Review mIRT model and processes

For introduction, we are currently developing mIRT model to measure the underlying 28 abilities of candidates based on their responses to our questionnaire. What we have done so far is inspired by one of the paper that incorporate Q-matrix concept into mIRT.
The model we are currently experiment with is following the formula stated in Reckase 2009:

P(y_{ij}=1)=invlogit(a_i\theta^T_j+b_i)

For context, the questionnaire form we have consist of 96 questions. Each question is labelled to contribute to an ability using Q-Matrix.

Example of the Q-Matrix:

Questions Reading Writing N abilites…
Q1 0 1
Q2 1 0

The Q-Matrix (item_factors) above is applied on discrimination a before computing the probability.

with pm.Model() as model:
    # Hyperpriors
    sigma_diff = pm.HalfCauchy("sigma_diff", beta=2)
    mu_diff = pm.Cauchy("mu_diff", alpha=0, beta=1)
    mu_discrim = pm.HalfCauchy("mu_discrim", beta=0.5)

    # Parameters priors #
    # Difficulty
    diff_offset = pm.Normal(
        "diff_offset", mu=0, sigma=1, shape=(self.n_items, 1)
    )
    diff = pm.Deterministic("diff", mu_diff + diff_offset * sigma_diff)
    # Discrimination #
    discrim_offset = pm.LogNormal(
        "discrim_offset", mu=0, sigma=0.3, shape=(self.n_items, self.n_factors)
    )
    # Masking with Q-matrix
    discrim = pm.Deterministic(
        "discrim", (mu_discrim + discrim_offset) * self.item_factors
    )
    # Abilities prior #
    theta = pm.Normal("theta", mu=0, sigma=1, shape=(self.n_persons, self.n_factors))

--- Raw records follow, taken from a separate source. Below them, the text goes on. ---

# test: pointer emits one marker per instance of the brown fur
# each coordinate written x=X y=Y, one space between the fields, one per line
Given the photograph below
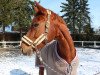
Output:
x=58 y=27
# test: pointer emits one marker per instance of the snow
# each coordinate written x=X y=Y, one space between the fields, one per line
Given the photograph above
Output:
x=14 y=63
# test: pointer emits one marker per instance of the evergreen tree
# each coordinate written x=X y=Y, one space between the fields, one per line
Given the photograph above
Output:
x=76 y=15
x=15 y=11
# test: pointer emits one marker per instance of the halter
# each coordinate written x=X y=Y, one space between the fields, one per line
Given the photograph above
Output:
x=39 y=40
x=41 y=37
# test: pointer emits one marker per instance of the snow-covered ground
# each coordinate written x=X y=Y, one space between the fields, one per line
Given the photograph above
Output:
x=14 y=63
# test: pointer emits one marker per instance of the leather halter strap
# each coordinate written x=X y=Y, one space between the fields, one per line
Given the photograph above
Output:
x=41 y=37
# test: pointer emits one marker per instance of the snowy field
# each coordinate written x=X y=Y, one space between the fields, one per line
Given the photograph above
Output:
x=14 y=63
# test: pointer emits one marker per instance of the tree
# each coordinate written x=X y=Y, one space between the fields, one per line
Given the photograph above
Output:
x=76 y=15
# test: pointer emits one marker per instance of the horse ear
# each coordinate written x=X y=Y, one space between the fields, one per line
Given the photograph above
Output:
x=38 y=8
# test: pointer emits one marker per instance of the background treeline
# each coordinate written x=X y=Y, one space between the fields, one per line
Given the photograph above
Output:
x=76 y=37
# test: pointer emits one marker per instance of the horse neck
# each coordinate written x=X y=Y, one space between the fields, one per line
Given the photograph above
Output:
x=66 y=47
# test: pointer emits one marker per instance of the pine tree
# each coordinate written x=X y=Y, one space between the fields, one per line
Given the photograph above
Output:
x=76 y=15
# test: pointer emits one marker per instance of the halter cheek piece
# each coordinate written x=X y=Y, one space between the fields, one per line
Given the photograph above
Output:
x=42 y=37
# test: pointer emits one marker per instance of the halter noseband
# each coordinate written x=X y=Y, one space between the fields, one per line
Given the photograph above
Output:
x=41 y=37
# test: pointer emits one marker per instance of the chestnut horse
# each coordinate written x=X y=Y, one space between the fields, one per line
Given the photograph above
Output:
x=46 y=27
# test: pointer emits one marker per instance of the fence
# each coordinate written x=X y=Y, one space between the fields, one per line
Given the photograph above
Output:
x=9 y=44
x=87 y=43
x=15 y=44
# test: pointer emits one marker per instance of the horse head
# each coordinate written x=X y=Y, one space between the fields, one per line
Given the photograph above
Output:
x=42 y=30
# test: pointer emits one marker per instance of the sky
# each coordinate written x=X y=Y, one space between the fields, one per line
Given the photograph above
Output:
x=94 y=6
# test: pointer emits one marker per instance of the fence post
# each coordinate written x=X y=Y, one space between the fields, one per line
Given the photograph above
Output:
x=82 y=43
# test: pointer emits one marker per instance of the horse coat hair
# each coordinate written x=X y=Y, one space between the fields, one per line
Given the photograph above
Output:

    kernel = pm.math.dot(discrim, theta.T) + diff
    probabilities = pm.math.invlogit(kernel)
    
    # Likelihood
    observed = pm.Bernoulli(
        "observed", p=probabilities, observed=self.response_train
    )

The Bayesian model above is to estimate the item parameters (discrimination and difficulty).

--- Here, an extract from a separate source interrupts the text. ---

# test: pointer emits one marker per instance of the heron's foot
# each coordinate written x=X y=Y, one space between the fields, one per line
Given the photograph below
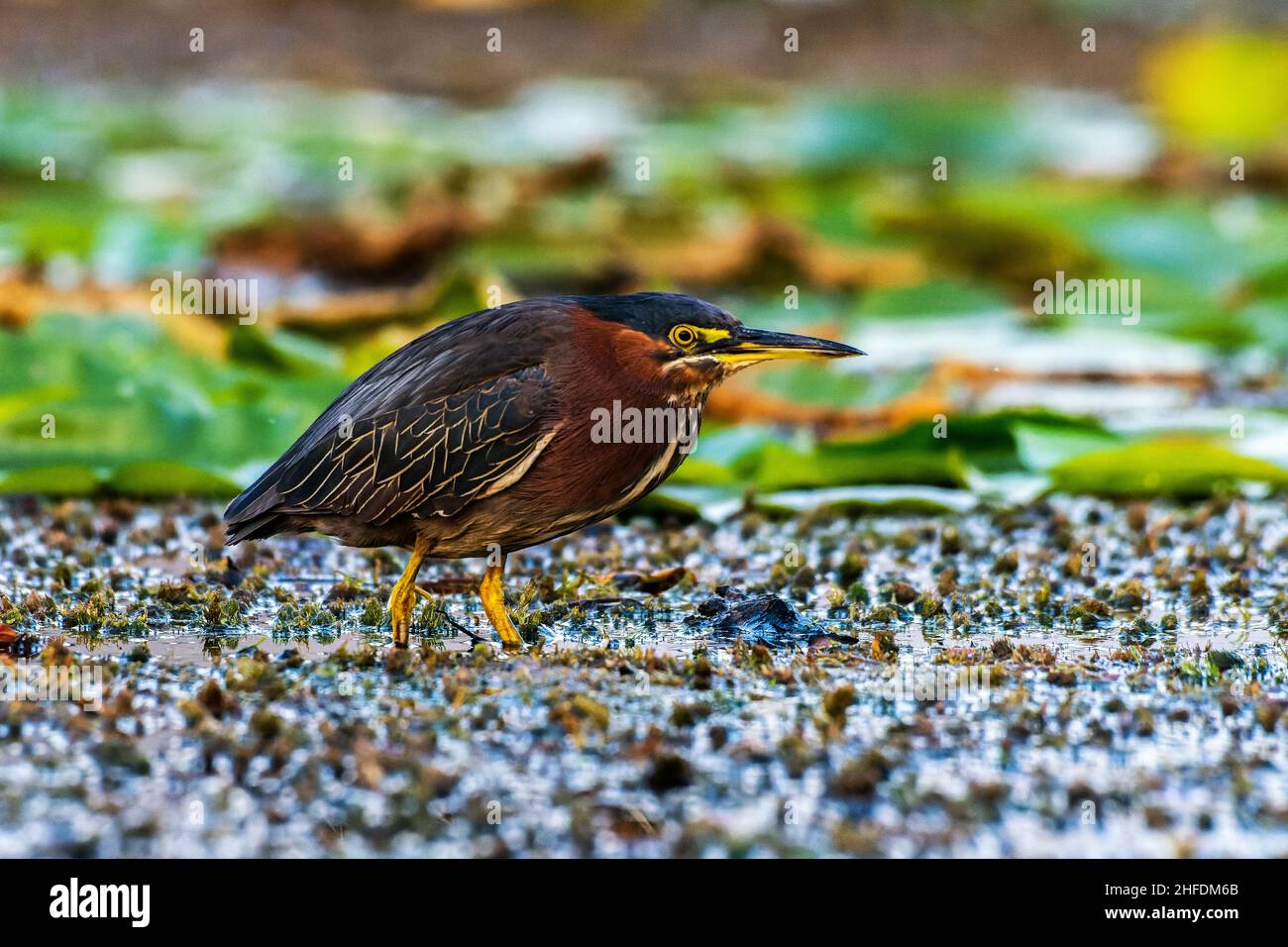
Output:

I assumed that the model is identifiable based on fixing item parameters to zero by using Q-Matrix.

After having item parameters, negative log likelihood is used to estimate the ability of each candidate with SLSQP optimizer.

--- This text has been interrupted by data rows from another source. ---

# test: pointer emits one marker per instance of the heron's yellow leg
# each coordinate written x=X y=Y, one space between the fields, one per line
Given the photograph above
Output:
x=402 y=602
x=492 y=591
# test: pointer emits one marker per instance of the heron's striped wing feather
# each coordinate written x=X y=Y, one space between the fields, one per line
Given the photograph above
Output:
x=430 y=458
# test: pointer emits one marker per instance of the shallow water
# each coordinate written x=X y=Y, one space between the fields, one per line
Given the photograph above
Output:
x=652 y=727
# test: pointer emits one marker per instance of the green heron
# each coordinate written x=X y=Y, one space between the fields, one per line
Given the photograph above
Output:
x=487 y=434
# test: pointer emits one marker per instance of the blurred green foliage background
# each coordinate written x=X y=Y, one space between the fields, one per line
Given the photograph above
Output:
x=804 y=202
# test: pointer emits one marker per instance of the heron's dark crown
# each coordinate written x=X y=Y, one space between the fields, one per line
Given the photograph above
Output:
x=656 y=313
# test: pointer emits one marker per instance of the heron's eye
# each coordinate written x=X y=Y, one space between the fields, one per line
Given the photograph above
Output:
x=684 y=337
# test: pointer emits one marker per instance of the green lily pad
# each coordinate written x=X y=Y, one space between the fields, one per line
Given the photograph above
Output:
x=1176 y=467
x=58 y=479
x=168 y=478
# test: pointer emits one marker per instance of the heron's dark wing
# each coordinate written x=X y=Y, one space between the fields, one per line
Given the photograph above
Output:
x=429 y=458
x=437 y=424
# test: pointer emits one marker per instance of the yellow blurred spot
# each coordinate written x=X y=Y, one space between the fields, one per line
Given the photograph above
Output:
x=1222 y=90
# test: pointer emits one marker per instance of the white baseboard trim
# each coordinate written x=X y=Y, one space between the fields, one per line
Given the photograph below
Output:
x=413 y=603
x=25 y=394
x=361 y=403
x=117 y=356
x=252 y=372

thetas = np.zeros((self.n_factors, persons))
# Transform response from 0 to -1
responses = np.where(responses == 0, -1, 1)

for n in range(persons):
    candidate_response = responses[:, n]

    def estimate_ability(theta):
        # Negative log likelihood
        irt = np.dot(discrimination, theta.T) + difficulty
        prob = scipy.special.expit(candidate_response * irt)
        ll = np.sum(np.log(prob) + 1e-10)
        return -ll

    optimizer = scipy.optimize.minimize(
        estimate_ability,
        np.zeros((self.n_factors)),
        bounds=[
            (-4, 4),
        ]
        * self.n_factors,
        method="SLSQP",
    )
    thetas[:, n] = optimizer.x
    if optimizer.success == False:
        raise Exception("Optimizer failed")

The area that we are currently not confident would be:

  1. Is the model truly identifiable?
  2. Any mistake or potential error of the model?
  3. Is the ability estimation correct? (A bit beyond PyMC and Bayesian modeling)

Any feedback and help would be appreciated!